No wonder Hawk Harrelson says the ‘Stros play “27 hard outs.” The team with the stumble-bum 44-86 record may lose the majority of the time, but you still have to work up a sweat to beat them.
It must be the positive mental attitude of John Mallee.
Sit in the visitor’s dugout next to Schererville’s Mallee in 95-degree heat Tuesday afternoon, and you’d think you’re experiencing “summer resort weather,” an old Harry Caray term.
The first-year Houston hitting coach is so positive, so upbeat, that his mostly young charges likely block out the fact they bring up the rear in the bulk of AL offensive categories.
(Answer to the above question: the recently surging Sox scored 492 runs to the Astros’ 514 runs.)
“I got a lot of support of (owner) Jim Crane and (GM) Jeff Luhnow and (manager) Bo Porter," Mallee said. “He’s a player’s manager, but he demands a lot from the guys. He doesn’t settle for lack of effort, lack of preparations.
“I love to teach, I love to watch them develop, and being here with this group and with the support of the manager and the front office, I don’t have a lot of stress if we don’t perform right away.”
Mallee has a hitting philosophy: “We’ll be here all night.” The Sox found that out to their displeasure when two ninth-inning homers beat closer Addison Reed on Monday.
Houston’s gain in Mallee’s long experience in tutoring young hitters is the region’s loss. Almost any ballplayer who was anyone in the area sought out Mallee over the years for his offseason instruction and traveling teams.
Now he’ll be so busy flitting around the country to work with his players that his personalized coaching will be limited to family and friends. Mallee’s original plans were to move full-time to Houston, but wife, Candy, and sons J.D., 14, and Austin, 8, have managed to keep the homestead in Schererville.
First baseman Brett Wallace appreciates Mallee’s visits to Sonoma, Calif. Mallee won’t feel he’ll have to gamble visiting strikeout-prone Chris Carter in Las Vegas.
He may not have to travel to Venezuela to counsel Jose Altuve, no doubt baseball’s shortest, but perhaps most spirited, No. 3 hitter at 5-foot-5.
“He’s got a low center of gravity and short arms — all things that help hitters hit,” Mallee said. “His hand-eye coordination is second to none. He can put more balls in play out of the zone than anybody, and get hits out of them.”
There’s supposed to be more talent on the way for the ‘Stros. They’ll go very young and Mallee, at 44, has to comprehend 21st Century eye lingo.

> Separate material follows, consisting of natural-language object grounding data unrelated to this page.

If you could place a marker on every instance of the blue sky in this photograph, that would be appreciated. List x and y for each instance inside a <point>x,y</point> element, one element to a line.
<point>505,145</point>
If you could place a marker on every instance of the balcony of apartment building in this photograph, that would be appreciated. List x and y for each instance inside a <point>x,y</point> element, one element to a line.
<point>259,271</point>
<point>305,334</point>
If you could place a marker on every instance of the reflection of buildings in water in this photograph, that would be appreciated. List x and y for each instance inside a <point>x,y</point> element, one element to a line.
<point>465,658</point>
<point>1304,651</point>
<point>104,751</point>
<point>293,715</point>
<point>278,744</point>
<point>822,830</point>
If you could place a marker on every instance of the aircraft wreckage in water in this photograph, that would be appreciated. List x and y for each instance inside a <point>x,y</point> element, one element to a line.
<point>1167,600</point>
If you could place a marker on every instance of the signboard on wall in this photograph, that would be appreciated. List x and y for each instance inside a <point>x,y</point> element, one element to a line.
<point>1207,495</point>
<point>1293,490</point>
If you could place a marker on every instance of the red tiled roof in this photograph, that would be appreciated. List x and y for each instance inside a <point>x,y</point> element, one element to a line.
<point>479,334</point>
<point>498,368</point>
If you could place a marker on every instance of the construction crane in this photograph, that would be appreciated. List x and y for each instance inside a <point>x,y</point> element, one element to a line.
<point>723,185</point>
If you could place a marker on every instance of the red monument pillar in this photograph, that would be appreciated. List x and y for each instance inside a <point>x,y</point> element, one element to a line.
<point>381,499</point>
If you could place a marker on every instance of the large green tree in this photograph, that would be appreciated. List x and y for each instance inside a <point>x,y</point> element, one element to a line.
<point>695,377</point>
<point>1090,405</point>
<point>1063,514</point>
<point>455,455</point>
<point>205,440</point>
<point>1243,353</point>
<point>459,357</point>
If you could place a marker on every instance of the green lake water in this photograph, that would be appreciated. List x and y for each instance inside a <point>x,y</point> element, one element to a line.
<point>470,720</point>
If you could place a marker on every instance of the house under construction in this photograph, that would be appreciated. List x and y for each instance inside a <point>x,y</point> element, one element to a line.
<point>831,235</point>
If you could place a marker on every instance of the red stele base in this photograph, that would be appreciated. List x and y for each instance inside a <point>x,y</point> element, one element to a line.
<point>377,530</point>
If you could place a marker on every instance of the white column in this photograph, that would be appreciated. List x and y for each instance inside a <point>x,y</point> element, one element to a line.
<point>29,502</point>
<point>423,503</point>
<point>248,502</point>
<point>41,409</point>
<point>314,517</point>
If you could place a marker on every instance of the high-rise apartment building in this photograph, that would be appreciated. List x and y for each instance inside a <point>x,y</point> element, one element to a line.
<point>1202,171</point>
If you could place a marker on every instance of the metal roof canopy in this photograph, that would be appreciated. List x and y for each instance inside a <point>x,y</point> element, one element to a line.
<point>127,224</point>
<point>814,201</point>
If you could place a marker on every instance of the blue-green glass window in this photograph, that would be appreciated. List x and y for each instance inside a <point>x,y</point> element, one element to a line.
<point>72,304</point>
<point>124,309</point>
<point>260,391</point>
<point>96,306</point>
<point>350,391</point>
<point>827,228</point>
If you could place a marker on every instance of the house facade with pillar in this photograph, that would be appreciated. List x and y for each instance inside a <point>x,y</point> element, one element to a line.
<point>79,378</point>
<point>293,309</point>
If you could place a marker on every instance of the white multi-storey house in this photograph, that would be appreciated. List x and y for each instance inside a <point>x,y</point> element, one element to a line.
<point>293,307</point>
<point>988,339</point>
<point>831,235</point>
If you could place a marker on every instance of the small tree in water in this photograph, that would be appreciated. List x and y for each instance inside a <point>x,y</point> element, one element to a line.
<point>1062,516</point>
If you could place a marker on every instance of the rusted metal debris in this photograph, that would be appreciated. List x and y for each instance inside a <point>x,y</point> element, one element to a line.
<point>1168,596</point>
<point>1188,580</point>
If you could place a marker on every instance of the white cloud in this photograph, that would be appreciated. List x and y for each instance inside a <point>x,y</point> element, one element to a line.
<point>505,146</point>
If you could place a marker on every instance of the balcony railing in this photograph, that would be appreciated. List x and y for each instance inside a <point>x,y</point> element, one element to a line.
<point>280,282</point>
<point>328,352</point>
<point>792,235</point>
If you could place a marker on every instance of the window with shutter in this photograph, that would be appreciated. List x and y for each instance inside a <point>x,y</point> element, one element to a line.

“My two young sons keep me up to date with the language,” he said. “Both my sons are very visual learners, and I know these guys are as well. You use a lot of visual language. They’re very intelligent kids today. You can use the bio-kinetical terms with them, the different sciences involved in swinging the bat.”
See ball, hit ball, that sounds so 1955. Sounds like Crane’s got his batting guru for the New Age.